Does it feel like it's the opposite of Morning Again in America? That the whole country is in financial, spiritual, and medical arrears?
Our hospitals don't work. We have little industrial base left. Our public schools are failing. Our cities and infrastructure are in decay. Even our military--recipient of over $600 billion/yr. in expenditures is over-stretched.
It's Monday Again in America.
2 comments:
I'm always left perplexed by the plight of the auto workers. Up here in Canukistan, the news reports that the average auto worker makes $86/hour with cumulative benefits.
$86 an hour.
With a pension fund and extensive medical benefits.
Who gets that anymore?
Although I feel for the workers and their families, and the big auto makers are a bumbling, selfish lot, I also think the old reality of union benefits galore ain't fitting into the new reality of the cutback-driven days in which we live.

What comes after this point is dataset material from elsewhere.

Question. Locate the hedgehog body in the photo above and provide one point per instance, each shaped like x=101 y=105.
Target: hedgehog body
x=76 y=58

I just hired 2 auto plant workers as temps from a GM/Suzuki plant on layoff and they claimed their wage was $39 hour. On the news on way to work they said that union officials agreed to a $19/hour wage cut for Chrysler Canada, but that it wouldn't affect their actual hourly wage? You must be right about the absorbed benefits into the scale.
I asked the one what he did on his shift, he puts the tires on one side of the car, then switches to mirrors and trims etc every 2 hours.
Pretty sure the kids at my local mech shop are not much more then $15/hr with no benefits and they will clean the windows too.